We use Twitter to communicate with each other, share ideas and ask and respond to questions.
Many educators consider it important for forming a PLN (Personal Learning Network). To create a Twitter account: go to https://twitter.com
Before you begin the sign-up process, here are some things to consider:
Twitter will ask users to provide different kinds of information; most of the information that is asked for is optional, we suggest bypassing anything that’s not required. It will ask for a phone number, look closely for the “skip” link below the button, if you do not want to include your phone number.
Twitter will suggest a username based on whatever you entered in the first step, you can use any of the suggestions or create your own. Your Twitter username can be up to a maximum of 15 characters. You may use your own name (if it is not already taken) or you may chose a version of it or some other name without any personal identifies, there is no hard and fast rule for choosing a username.
One of the questions during the sign up process is about interests. We suggest just skipping this by clicking “Continue” without selecting any of the interests. Twitter keeps wanting more information, like your contact list. Skip as much as possible by clicking “No Thanks”.
Next it will suggest people to “follow,” mostly celebrities, athletes, or politicians. If you leave them all checked, all of their tweets will show up in your timeline. By default, Select All is chosen. Click the checkbox so they are all unchecked.
Once you are finished with the sign-up process you will be ready to answer that philosophical question, “What will be my first tweet?”
Make it a good one, something maybe more profound than “My first tweet.” But here is the first lesson – hashtags – these are the ways your message can be grouped with others of the same interest or theme.
So we suggest you say something about Twitter, or this project, or whatever you want, BUT include #oextend (hashtag) in your message. Trust us. This generates an easy way to see all other tweets that have used the same tag. A tweet is only 140 characters so you have to be concise.
So what happens after you tweet?
Nobody knows you are here.
There is a chance that someone else who is part of #oextend will see your first tweet and reply. But don’t count on it.
The first days on Twitter are a time to build up your network by following other people, reading tweets, replying if appropriate, seeing who others follow and converse with. When you follow someone all of their tweets show up on your twitter home screen. Start by visiting the profile of the account for our project @OntarioExtend and click the orange Follow button; this way you will see our announcements.
In our account we assembled a list of people involved in the project, and that is a good place to start choosing colleagues to follow https://twitter.com/ontarioextend/lists/extenders/members Now when you click the Home button in twitter, you will see tweets from these people in your timeline. You might want to just read, check out links they are sharing, or reply.
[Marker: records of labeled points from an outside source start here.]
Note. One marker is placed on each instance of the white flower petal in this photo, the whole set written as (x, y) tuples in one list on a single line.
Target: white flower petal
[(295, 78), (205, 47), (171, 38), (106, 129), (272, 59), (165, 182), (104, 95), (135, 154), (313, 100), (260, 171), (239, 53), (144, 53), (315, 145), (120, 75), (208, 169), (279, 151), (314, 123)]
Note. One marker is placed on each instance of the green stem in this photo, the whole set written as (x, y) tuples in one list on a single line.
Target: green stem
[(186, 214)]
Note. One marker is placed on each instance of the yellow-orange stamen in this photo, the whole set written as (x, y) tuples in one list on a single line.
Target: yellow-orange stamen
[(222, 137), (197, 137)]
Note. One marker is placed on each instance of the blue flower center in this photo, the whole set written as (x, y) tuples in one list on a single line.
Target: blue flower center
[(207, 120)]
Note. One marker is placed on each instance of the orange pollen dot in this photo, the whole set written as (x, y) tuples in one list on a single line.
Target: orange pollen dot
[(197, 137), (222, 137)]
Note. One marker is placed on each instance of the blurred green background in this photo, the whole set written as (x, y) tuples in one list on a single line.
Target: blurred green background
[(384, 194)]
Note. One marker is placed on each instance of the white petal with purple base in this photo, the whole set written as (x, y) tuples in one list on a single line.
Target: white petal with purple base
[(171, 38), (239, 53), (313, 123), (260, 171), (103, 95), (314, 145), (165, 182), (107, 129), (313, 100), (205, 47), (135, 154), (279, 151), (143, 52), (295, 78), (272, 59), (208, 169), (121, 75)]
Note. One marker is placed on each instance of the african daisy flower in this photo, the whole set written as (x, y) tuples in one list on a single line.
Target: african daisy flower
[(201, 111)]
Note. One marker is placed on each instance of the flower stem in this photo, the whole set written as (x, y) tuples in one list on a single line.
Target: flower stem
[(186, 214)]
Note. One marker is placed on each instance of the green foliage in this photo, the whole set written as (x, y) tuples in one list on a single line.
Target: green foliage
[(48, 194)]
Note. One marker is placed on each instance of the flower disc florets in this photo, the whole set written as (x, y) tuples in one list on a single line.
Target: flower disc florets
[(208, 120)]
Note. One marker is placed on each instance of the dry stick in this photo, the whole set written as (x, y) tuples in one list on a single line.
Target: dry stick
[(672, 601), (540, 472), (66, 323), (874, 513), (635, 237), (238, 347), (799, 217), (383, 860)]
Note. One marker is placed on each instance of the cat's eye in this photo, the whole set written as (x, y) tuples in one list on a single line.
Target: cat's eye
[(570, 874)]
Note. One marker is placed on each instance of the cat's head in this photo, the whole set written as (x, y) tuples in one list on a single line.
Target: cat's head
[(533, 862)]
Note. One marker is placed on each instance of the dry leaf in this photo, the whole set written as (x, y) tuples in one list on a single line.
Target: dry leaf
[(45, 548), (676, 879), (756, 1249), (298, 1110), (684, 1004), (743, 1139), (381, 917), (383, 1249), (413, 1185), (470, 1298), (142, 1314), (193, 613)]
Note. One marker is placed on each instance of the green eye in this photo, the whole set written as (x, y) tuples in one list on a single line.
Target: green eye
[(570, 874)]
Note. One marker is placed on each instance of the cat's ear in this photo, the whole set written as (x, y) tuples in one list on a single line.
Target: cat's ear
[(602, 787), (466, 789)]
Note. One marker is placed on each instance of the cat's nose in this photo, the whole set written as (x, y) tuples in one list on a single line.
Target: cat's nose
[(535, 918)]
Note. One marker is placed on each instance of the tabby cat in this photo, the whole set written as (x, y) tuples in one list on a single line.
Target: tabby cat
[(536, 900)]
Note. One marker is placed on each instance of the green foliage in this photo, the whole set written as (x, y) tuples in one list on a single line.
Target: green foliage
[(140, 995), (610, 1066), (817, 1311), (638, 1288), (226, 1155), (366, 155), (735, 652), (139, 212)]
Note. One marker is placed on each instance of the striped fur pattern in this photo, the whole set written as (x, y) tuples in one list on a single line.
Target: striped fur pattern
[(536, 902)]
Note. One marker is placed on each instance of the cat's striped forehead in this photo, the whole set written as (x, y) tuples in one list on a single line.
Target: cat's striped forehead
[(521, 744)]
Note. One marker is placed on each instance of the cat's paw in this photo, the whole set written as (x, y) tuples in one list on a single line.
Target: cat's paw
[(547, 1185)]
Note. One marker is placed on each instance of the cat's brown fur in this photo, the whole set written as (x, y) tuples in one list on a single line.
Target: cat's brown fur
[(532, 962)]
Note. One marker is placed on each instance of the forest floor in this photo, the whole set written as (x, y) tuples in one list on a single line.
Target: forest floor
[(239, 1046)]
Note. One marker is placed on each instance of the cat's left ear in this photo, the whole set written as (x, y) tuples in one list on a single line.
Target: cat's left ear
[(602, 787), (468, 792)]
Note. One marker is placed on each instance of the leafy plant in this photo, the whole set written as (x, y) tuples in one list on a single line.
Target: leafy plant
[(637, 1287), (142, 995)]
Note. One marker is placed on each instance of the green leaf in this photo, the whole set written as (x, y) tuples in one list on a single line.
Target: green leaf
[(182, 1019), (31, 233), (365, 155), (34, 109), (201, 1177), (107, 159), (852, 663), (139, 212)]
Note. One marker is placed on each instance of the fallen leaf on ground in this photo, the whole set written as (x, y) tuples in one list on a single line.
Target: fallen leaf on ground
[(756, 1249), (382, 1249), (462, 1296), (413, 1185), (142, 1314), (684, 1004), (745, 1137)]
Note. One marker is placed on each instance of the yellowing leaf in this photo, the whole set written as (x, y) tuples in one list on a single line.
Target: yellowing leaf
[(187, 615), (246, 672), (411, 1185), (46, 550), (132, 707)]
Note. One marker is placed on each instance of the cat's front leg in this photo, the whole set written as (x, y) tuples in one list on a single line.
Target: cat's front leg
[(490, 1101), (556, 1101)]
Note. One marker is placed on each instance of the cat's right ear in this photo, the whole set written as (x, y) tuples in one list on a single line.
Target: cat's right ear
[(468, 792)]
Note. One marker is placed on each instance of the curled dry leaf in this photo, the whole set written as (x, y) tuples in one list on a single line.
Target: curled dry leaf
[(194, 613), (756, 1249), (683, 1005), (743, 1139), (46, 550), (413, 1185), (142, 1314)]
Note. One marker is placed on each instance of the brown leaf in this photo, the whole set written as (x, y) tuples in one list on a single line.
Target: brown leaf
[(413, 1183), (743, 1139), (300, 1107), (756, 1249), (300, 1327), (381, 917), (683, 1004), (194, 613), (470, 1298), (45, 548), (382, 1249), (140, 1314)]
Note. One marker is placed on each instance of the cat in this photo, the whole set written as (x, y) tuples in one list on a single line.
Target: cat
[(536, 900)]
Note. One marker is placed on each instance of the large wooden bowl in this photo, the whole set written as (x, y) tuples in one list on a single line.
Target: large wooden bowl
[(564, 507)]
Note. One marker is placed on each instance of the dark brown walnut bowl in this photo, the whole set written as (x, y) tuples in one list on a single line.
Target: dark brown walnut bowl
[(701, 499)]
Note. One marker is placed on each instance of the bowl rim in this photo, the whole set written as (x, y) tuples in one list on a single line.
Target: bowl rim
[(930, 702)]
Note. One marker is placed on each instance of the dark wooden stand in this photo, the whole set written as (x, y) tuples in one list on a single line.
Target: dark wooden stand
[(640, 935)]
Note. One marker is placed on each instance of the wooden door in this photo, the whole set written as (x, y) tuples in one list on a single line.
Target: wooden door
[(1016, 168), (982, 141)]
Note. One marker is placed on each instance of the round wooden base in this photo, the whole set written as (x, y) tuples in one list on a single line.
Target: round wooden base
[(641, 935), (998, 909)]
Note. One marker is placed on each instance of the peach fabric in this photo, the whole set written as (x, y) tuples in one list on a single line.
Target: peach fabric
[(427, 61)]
The “@” symbol signifies a mention in a tweet. If you include a mention of @xxxxxxx in your tweet, then that person will see the tweet in his/her mentions. It’s a way to draw someone’s attention.
Don’t worry about “figuring out” Twitter now. That will come with practice and participation and as you explore this new space. Take a look at: A Little Bird Told Me: Maximizing Your Learning on Twitter, Infographic by Laura Gogia.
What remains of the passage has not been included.